With the pen and the phone, eh? It’s a brave new world, folks.
The Justice Department on Monday will extend a new package of federal benefits to same-sex couples that Attorney General Eric Holder said will give “lawful same-sex marriages full and equal recognition, to the greatest extent possible under the law.”
In remarks prepared for a speech Saturday night to the Human Rights Campaign in New York, Holder said the new benefits will apply to gay couples who are legally married, even to those who live in states that do not recognize same-sex marriage.
The moves are the latest in a series of actions following the US Supreme Court’s ruling in June that struck down a key part of the Defense of Marriage Act, which had barred the federal government from recognizing legally valid same-sex marriages.

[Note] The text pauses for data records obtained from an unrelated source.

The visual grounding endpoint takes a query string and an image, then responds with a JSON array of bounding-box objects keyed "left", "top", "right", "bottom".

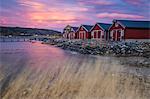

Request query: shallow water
[
  {"left": 0, "top": 42, "right": 149, "bottom": 98},
  {"left": 0, "top": 42, "right": 149, "bottom": 82}
]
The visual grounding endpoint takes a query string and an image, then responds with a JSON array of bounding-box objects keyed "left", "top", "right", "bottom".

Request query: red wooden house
[
  {"left": 63, "top": 25, "right": 78, "bottom": 39},
  {"left": 76, "top": 25, "right": 93, "bottom": 39},
  {"left": 109, "top": 20, "right": 150, "bottom": 41},
  {"left": 90, "top": 23, "right": 111, "bottom": 41}
]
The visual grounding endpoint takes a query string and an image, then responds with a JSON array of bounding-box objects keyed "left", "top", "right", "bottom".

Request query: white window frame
[
  {"left": 121, "top": 30, "right": 124, "bottom": 41},
  {"left": 117, "top": 29, "right": 121, "bottom": 41},
  {"left": 92, "top": 30, "right": 103, "bottom": 39},
  {"left": 110, "top": 29, "right": 124, "bottom": 41},
  {"left": 79, "top": 31, "right": 86, "bottom": 39},
  {"left": 110, "top": 30, "right": 114, "bottom": 41},
  {"left": 100, "top": 30, "right": 104, "bottom": 40},
  {"left": 91, "top": 31, "right": 94, "bottom": 39},
  {"left": 117, "top": 29, "right": 124, "bottom": 41}
]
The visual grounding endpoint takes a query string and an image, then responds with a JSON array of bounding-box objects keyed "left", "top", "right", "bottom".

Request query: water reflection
[
  {"left": 0, "top": 42, "right": 150, "bottom": 99},
  {"left": 0, "top": 42, "right": 149, "bottom": 77}
]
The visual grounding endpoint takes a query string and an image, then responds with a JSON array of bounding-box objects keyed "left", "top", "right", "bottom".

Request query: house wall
[
  {"left": 63, "top": 33, "right": 69, "bottom": 39},
  {"left": 69, "top": 32, "right": 76, "bottom": 39},
  {"left": 91, "top": 24, "right": 106, "bottom": 40},
  {"left": 125, "top": 28, "right": 150, "bottom": 39},
  {"left": 63, "top": 25, "right": 72, "bottom": 39},
  {"left": 63, "top": 25, "right": 78, "bottom": 39},
  {"left": 109, "top": 23, "right": 125, "bottom": 41},
  {"left": 109, "top": 23, "right": 124, "bottom": 30},
  {"left": 76, "top": 26, "right": 90, "bottom": 39},
  {"left": 109, "top": 22, "right": 150, "bottom": 41}
]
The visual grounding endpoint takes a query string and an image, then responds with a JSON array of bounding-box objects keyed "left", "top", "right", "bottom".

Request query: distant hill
[{"left": 0, "top": 26, "right": 62, "bottom": 36}]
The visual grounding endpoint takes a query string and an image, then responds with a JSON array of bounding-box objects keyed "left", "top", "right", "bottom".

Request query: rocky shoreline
[
  {"left": 43, "top": 39, "right": 150, "bottom": 67},
  {"left": 44, "top": 39, "right": 150, "bottom": 56}
]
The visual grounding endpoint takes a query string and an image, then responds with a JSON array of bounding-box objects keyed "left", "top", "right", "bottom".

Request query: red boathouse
[
  {"left": 109, "top": 20, "right": 150, "bottom": 41},
  {"left": 90, "top": 23, "right": 111, "bottom": 41},
  {"left": 63, "top": 25, "right": 78, "bottom": 39},
  {"left": 76, "top": 25, "right": 93, "bottom": 39}
]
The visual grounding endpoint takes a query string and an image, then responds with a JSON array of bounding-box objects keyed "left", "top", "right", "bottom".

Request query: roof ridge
[
  {"left": 115, "top": 19, "right": 150, "bottom": 28},
  {"left": 82, "top": 24, "right": 93, "bottom": 26},
  {"left": 97, "top": 23, "right": 111, "bottom": 25},
  {"left": 116, "top": 19, "right": 150, "bottom": 22}
]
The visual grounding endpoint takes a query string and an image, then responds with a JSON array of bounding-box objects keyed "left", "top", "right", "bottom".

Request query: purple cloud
[
  {"left": 97, "top": 12, "right": 144, "bottom": 19},
  {"left": 0, "top": 0, "right": 149, "bottom": 30},
  {"left": 123, "top": 0, "right": 148, "bottom": 5},
  {"left": 78, "top": 0, "right": 115, "bottom": 5}
]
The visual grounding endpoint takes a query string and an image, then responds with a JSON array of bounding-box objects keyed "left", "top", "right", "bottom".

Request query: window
[
  {"left": 98, "top": 31, "right": 101, "bottom": 38},
  {"left": 79, "top": 31, "right": 86, "bottom": 39},
  {"left": 102, "top": 35, "right": 104, "bottom": 39},
  {"left": 94, "top": 31, "right": 97, "bottom": 38}
]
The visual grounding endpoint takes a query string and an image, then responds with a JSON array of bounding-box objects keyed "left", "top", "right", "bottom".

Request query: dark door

Of course, what they can do from the Justice Department is fairly limited. None of these new guidelines will apply at the state level (yet) and primarily affect rules designed to benefit married couples in their dealings with the federal justice system. These include:
– Federal death benefits and educational payments given to surviving spouses of injured or deceased public safety officers
– Visitation rights and eligibility for compassionate release or sentence reductions for inmates in federal prisons
– The application of eligibility rules for married couples in federal bankruptcy proceedings
Apparently Holder is giving a policy speech this weekend which will highlight this theme and he wants you to know that he really, really means it.
Holder, who has made civil rights a priority for the Justice Department, said that as important as the right against racial discrimination has been, “my commitment to confronting discrimination based on sexual orientation runs just as deep.”
I imagine this is an early shot across the bow from the President to demonstrate that he meant it when he said he would act without Congress where he can. It’s not difficult to imagine that other departments will be lining up with similar rulings wherever the word “marriage” intersects with their particular bailiwick. And it’s true that Obama can make an end run around Congress on these items since they fall pretty much elusively in the Executive branch powers.
But there are two things to remember about this. First, the number of people affected is actually fairly small, as such orders can’t touch proceedings at the state level and not that many couples wind up in the federal system for these purposes as compared to local and state proceedings. That’s pretty much baked into the cake as per the Constitution. And second, such orders which are enacted with a stroke of the Executive pen have a shelf life precisely as long as the amount of time the author keeps hold of said pen. The next President can keep the rules, modify them, or discard them as they wish.
All in all, this is much like raising the minimum wage by executive fiat, but only having it apply to federal workers. It’s largely symbolic, buys some good headlines over a few days of the news cycle (for an administration that really needs some good news) and only directly affects those already caught in the web of the federal system.